For development work to be truly sustainable, results and outcomes from short-term program cycles need to continue across generations, long after donors have concluded their support, says CCP’s Sarah V. Harlan, who led the writing of the 2022 report. Projects must be designed to consider scale-up and sustainability from the outset to be successful in the long run – and Harlan found that much of what communities learned to do during the program continues today.
“Communities are continuing to plant trees, educate themselves about modern contraception, improve sanitations, use kitchen gardens and cultivate fruit, use energy efficient stoves, encourage girls’ education and more,” Harlan says.
The sustainability report was funded by Preston-Werner Ventures to document the sustained impact of the program’s activities to help inform the future design, implementation and funding of cross-sectoral integrated programs. Harlan and her team conducted a review of documents, a focus group discussion and conducted 17 in-depth interviews with HoPE-LVB project staff from global, national, and community levels, community members from HoPE-LVB sites and government officials.
Population, Health and Environment (PHE) is an integrated community-based approach that recognizes the relationships between people’s health and the environment. This multi-sectoral approach strives to improve voluntary family planning and reproductive health care and conservation and natural resource management within the communities living in ecologically rich areas of our globe.
When HoPE-LVB began, PHE was relatively new to decision makers. Now, PHE is more mainstream, and tools informed by HoPE-LVB are still used to implement activities and advocate for supportive policies, according to the report. Using HoPE-LVB evidence, new partners, funders, and communities helped replicate the approach throughout the region, even beyond Kenya and Uganda.

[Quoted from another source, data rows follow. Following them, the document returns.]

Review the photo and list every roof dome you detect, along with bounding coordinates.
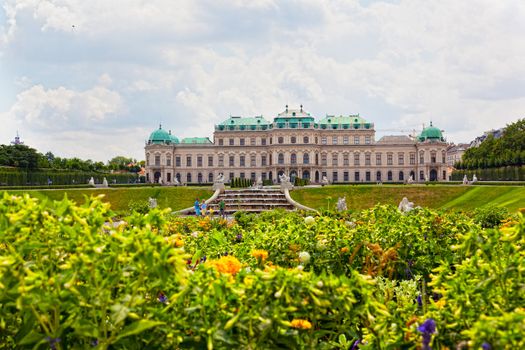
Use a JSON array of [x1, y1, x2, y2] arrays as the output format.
[[418, 122, 444, 142], [148, 124, 179, 144]]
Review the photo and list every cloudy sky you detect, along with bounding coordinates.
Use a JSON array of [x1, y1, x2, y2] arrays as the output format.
[[0, 0, 524, 161]]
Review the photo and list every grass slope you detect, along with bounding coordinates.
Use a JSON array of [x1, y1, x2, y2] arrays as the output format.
[[291, 185, 525, 212], [3, 187, 213, 213]]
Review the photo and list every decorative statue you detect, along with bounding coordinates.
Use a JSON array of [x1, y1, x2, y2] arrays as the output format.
[[337, 197, 347, 212], [215, 173, 225, 183], [463, 175, 469, 185], [472, 174, 478, 183], [88, 177, 95, 186], [321, 176, 329, 186], [407, 175, 414, 184], [279, 173, 293, 191], [255, 176, 263, 188], [398, 197, 414, 213], [148, 197, 157, 208], [102, 177, 108, 187], [279, 173, 290, 183], [173, 177, 180, 186]]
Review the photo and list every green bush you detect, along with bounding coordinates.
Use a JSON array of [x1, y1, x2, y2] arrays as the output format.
[[472, 205, 510, 228]]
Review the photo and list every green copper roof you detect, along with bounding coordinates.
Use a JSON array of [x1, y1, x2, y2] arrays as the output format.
[[149, 125, 179, 144], [181, 137, 212, 144], [218, 116, 271, 126], [418, 122, 444, 142], [318, 115, 367, 124]]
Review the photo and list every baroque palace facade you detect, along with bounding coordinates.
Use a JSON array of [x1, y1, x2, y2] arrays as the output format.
[[145, 106, 448, 184]]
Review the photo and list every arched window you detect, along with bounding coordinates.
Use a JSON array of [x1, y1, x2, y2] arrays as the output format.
[[278, 137, 284, 144], [208, 173, 213, 183], [197, 173, 203, 183], [387, 171, 392, 181], [376, 171, 381, 181], [303, 136, 309, 144], [187, 173, 192, 183], [303, 153, 309, 164], [291, 136, 296, 144], [399, 171, 404, 181], [291, 153, 297, 164], [278, 153, 284, 164]]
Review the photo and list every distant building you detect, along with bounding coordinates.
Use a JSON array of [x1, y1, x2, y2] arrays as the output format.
[[10, 132, 24, 145], [144, 106, 449, 184], [469, 128, 505, 148], [446, 143, 470, 166]]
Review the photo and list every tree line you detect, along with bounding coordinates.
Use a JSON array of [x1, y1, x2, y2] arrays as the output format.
[[0, 144, 143, 173], [454, 118, 525, 170]]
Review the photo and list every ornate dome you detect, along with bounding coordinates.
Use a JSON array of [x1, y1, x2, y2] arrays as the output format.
[[148, 124, 179, 144], [418, 122, 444, 142]]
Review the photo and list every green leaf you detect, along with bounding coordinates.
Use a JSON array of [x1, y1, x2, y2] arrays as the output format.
[[115, 320, 165, 341], [110, 304, 130, 325], [18, 330, 44, 345]]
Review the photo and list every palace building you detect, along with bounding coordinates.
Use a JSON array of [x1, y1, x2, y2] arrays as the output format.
[[144, 106, 448, 184]]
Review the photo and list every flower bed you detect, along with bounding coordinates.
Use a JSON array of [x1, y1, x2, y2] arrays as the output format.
[[0, 194, 523, 349]]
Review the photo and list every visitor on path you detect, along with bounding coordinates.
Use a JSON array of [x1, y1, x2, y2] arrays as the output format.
[[200, 200, 207, 216], [219, 200, 225, 218], [194, 198, 201, 216]]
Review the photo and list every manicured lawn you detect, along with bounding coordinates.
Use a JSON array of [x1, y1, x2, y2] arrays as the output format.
[[3, 186, 214, 213], [291, 184, 525, 212]]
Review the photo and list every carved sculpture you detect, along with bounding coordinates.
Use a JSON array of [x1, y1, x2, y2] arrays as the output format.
[[337, 197, 347, 211], [398, 197, 414, 213]]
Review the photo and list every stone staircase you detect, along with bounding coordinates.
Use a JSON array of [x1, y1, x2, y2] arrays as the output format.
[[207, 188, 295, 215]]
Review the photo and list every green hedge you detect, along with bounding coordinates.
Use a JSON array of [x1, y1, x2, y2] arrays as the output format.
[[451, 166, 525, 181], [0, 170, 138, 186]]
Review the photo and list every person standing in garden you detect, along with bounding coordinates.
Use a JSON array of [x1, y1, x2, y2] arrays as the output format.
[[194, 198, 201, 216], [219, 200, 225, 218], [200, 200, 207, 216]]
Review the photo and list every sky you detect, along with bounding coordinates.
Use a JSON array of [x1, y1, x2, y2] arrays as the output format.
[[0, 0, 524, 162]]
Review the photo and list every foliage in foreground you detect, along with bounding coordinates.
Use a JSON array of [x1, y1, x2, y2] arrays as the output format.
[[0, 194, 523, 349]]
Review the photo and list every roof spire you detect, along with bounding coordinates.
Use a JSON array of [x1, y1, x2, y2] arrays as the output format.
[[300, 104, 303, 112], [285, 104, 288, 113], [159, 123, 162, 129]]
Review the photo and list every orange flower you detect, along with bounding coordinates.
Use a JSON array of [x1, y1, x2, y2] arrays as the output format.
[[340, 247, 349, 253], [252, 249, 269, 261], [175, 238, 184, 247], [291, 319, 312, 330], [208, 256, 242, 275]]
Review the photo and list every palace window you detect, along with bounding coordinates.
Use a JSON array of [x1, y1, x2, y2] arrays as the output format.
[[431, 151, 436, 164], [186, 155, 191, 167], [197, 156, 203, 167], [240, 155, 245, 167], [332, 153, 338, 166], [291, 136, 296, 144], [354, 153, 360, 166], [343, 136, 349, 145], [278, 137, 284, 144], [399, 171, 404, 181], [376, 153, 382, 165], [303, 153, 309, 164], [208, 155, 213, 167], [250, 154, 256, 166], [261, 155, 267, 166], [333, 172, 338, 182], [355, 172, 360, 181], [261, 138, 267, 146], [387, 171, 392, 181], [387, 153, 393, 166], [208, 173, 213, 182], [343, 171, 349, 182], [175, 156, 181, 167], [410, 153, 416, 165], [229, 172, 234, 181], [229, 155, 234, 167], [291, 153, 297, 164], [321, 154, 327, 166], [376, 171, 382, 181], [218, 155, 224, 167], [332, 136, 338, 145], [365, 136, 371, 144], [187, 173, 192, 183], [218, 139, 223, 146], [321, 137, 327, 145], [343, 153, 349, 166], [365, 153, 371, 166], [365, 171, 371, 181], [240, 172, 245, 179], [240, 138, 245, 146], [398, 153, 404, 165], [251, 172, 256, 181], [419, 151, 425, 164], [278, 153, 284, 165], [251, 138, 256, 146], [166, 155, 171, 166], [229, 138, 234, 146], [155, 155, 161, 166], [354, 136, 360, 145], [303, 136, 309, 144]]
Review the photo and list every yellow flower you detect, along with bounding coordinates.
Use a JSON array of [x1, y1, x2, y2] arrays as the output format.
[[435, 298, 446, 308], [340, 247, 349, 253], [209, 256, 242, 275], [290, 319, 312, 330], [252, 249, 269, 261], [175, 238, 184, 247]]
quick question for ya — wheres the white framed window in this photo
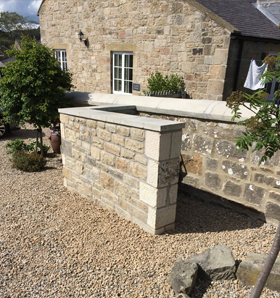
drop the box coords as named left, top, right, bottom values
left=55, top=49, right=67, bottom=71
left=113, top=52, right=133, bottom=94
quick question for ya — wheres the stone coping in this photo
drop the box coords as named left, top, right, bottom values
left=66, top=92, right=255, bottom=122
left=58, top=106, right=185, bottom=132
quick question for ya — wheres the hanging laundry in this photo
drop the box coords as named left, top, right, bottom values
left=244, top=59, right=267, bottom=90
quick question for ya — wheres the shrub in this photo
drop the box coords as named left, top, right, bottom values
left=144, top=71, right=185, bottom=94
left=5, top=139, right=27, bottom=154
left=5, top=138, right=50, bottom=155
left=11, top=150, right=46, bottom=172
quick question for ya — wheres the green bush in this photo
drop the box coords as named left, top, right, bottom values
left=5, top=138, right=49, bottom=155
left=11, top=150, right=46, bottom=172
left=5, top=139, right=27, bottom=154
left=144, top=71, right=184, bottom=94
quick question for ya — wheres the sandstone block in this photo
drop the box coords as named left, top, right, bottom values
left=116, top=157, right=129, bottom=173
left=112, top=134, right=125, bottom=146
left=134, top=154, right=147, bottom=165
left=139, top=182, right=167, bottom=208
left=117, top=125, right=130, bottom=136
left=101, top=151, right=115, bottom=167
left=237, top=252, right=280, bottom=292
left=108, top=168, right=123, bottom=180
left=131, top=128, right=145, bottom=141
left=207, top=80, right=224, bottom=96
left=167, top=260, right=198, bottom=295
left=121, top=148, right=135, bottom=159
left=213, top=49, right=228, bottom=65
left=123, top=175, right=139, bottom=189
left=63, top=167, right=72, bottom=180
left=105, top=123, right=116, bottom=133
left=100, top=172, right=114, bottom=192
left=171, top=131, right=183, bottom=159
left=61, top=139, right=72, bottom=157
left=91, top=147, right=100, bottom=160
left=97, top=128, right=111, bottom=141
left=115, top=181, right=130, bottom=200
left=104, top=142, right=121, bottom=156
left=86, top=119, right=97, bottom=129
left=147, top=160, right=159, bottom=187
left=130, top=162, right=147, bottom=180
left=127, top=202, right=147, bottom=222
left=125, top=139, right=144, bottom=153
left=92, top=136, right=104, bottom=149
left=145, top=131, right=171, bottom=161
left=169, top=184, right=178, bottom=205
left=76, top=161, right=84, bottom=174
left=128, top=197, right=148, bottom=212
left=60, top=114, right=68, bottom=124
left=269, top=191, right=280, bottom=203
left=148, top=204, right=177, bottom=229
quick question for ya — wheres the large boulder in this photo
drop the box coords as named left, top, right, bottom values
left=236, top=252, right=280, bottom=292
left=167, top=259, right=198, bottom=295
left=187, top=245, right=236, bottom=280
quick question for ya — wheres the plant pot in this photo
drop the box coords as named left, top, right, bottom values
left=49, top=128, right=61, bottom=154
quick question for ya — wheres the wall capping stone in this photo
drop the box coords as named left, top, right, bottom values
left=66, top=92, right=255, bottom=123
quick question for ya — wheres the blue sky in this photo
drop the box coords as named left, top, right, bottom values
left=0, top=0, right=41, bottom=23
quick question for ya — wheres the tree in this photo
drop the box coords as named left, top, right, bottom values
left=0, top=11, right=39, bottom=60
left=0, top=36, right=73, bottom=155
left=226, top=54, right=280, bottom=298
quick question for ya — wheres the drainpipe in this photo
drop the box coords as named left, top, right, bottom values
left=233, top=37, right=244, bottom=92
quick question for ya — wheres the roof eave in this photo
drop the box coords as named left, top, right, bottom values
left=37, top=0, right=46, bottom=16
left=185, top=0, right=241, bottom=34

“Once governments … have conceptualized the PHE model, then it is much easier to institutionalize PHE into their systems,” said Tom Guda, national chairperson of the Beach Management Unit (BMU) Network in Kenya.
Says Jostas Mwebembezi, founder and executive director of Uganda’s Rwenzori Center for Research and Advocacy: “[My hope is that] in 10 years from now, households will have embraced PHE as an approach to help them escape poverty,”.
Among the project’s successes, advocacy work contributed to broad-scale government buy-in for PHE and ultimately to the incorporation of PHE into national policies, which are still being implemented.
Overall, participants in this activity were hopeful about the future of PHE – and many pointed to a direct link between HoPE-LVB and the capacity of communities to sustain PHE. However, in speaking about the future, participants stressed the need to continue collaborating with a broad network of partners to maintain multi-sectoral efforts.
“Some young people are marrying people from outside the community who don’t know much about PHE,” said one focus group discussion participant. “So we need donor support and partnership to continue sensitizing our community [about PHE].”
The report also contains eight lessons for the sustained impact of integrated programs.